Malgré la signature d’un cessez-le-feu entre le gouvernement et la coalition AFC-M23, les affrontements continuent de s’intensifier dans l’Est de la République démocratique du Congo. Depuis le début du mois de mai 2026, de violents combats sont signalés dans plusieurs territoires du Nord-Kivu et du Sud-Kivu, illustrant la fragilité de l’accord et l’instabilité persistante dans la région.
Au Sud-Kivu, plusieurs territoires restent le théâtre d’affrontements réguliers entre les Forces armées de la République démocratique du Congo (FARDC), appuyées par les groupes d’autodéfense Wazalendo, et les rebelles de l’AFC-M23, accusés par Kinshasa d’être soutenus par le Rwanda.
Dans les hauts plateaux de Fizi et Mwenga, de violents combats ont notamment éclaté le 13 mai 2026 dans les villages de Kalingi, Kakenge et Bidegu. Selon des sources locales, ces attaques auraient été menées par des groupes armés alliés à l’AFC-M23, provoquant d’importants échanges de tirs ainsi que de nouveaux déplacements de populations civiles.
Le territoire de Mwenga apparaît également comme l’un des principaux foyers de tension. Des affrontements y ont été signalés à Kiomvu, Kasika, Ngenga et autour de Burhinyi. Certaines sources locales affirment que les rebelles auraient pris le contrôle de plusieurs localités, notamment Marundi et Katala.
Selon différentes informations recueillies sur place, cette progression viserait notamment Minembwe, avec l’objectif d’ouvrir des axes stratégiques vers les provinces du Maniema et du Tanganyika.

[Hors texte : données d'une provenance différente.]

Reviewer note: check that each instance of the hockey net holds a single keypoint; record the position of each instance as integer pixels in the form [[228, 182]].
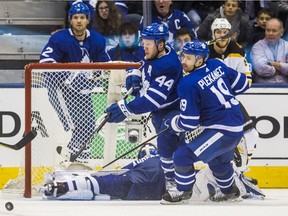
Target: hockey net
[[65, 103]]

Dans le territoire de Kabare, précisément à Lwiro, des combats d’une rare intensité ont également été signalés. Des élèves et enseignants auraient été contraints de se cacher sous les pupitres alors que des tirs nourris étaient entendus à proximité du centre de recherche de Lwiro.
D’autres zones comme Kalehe, Walungu, Uvira ainsi que les environs du parc national de Kahuzi-Biega restent sous tension, avec plusieurs affrontements à l’arme lourde et légère signalés ces dernières semaines.
La poursuite des combats entraîne de lourdes conséquences humanitaires. Dans plusieurs localités de Kavumu, Mwenga et Kalehe, des villages entiers ont été vidés de leurs habitants.
Les populations civiles fuient les affrontements, souvent sans assistance humanitaire, aggravant davantage une situation déjà critique dans l’Est du pays. Les déplacements massifs, la destruction des habitations et l’insécurité alimentaire accentuent la vulnérabilité des familles affectées.
Au Nord-Kivu, la situation demeure également préoccupante dans les territoires de Masisi, Rutshuru et autour de Rubaya, où les affrontements entre les Wazalendo et les rebelles de l’AFC-M23 se poursuivent.
À Masisi, de violents combats ont été rapportés le 25 mai 2026 dans la localité de Malemo. Selon certaines sources locales, les combattants Wazalendo auraient repris le contrôle de cette zone après plusieurs heures d’affrontements, infligeant des pertes à leurs adversaires et récupérant du matériel militaire. Toutefois, ces informations n’ont pas encore été confirmées officiellement.
Par ailleurs, plusieurs combats ont également été signalés dans des zones stratégiques riches en ressources minières, notamment à Rubaya, où les enjeux économiques du conflit restent particulièrement importants.
Un autre élément marque cette nouvelle escalade : l’utilisation croissante de drones dans les opérations militaires. Le 21 mai dernier, plusieurs sources ont fait état de frappes de drones visant des positions des FARDC ainsi que de l’AFC-M23.
Cette évolution traduit une transformation progressive du conflit vers des formes de guerre plus technologiques, soulevant des interrogations sur les capacités militaires des groupes impliqués ainsi que sur les soutiens extérieurs dont pourraient bénéficier les différentes parties.
Ces violences répétées remettent en question la crédibilité du cessez-le-feu conclu entre Kinshasa et l’AFC-M23. Sur le terrain, les lignes de front restent actives et mouvantes, tandis que les différentes parties continuent de s’accuser mutuellement de violations de l’accord.
La multiplication des combats, l’élargissement des zones touchées et l’usage de nouveaux moyens militaires font craindre une nouvelle phase d’escalade dans l’Est de la RDC.
Dans ce contexte, les initiatives de paix apparaissent plus fragiles que jamais, alors que les populations civiles continuent de payer le prix d’un conflit qui s’enlise.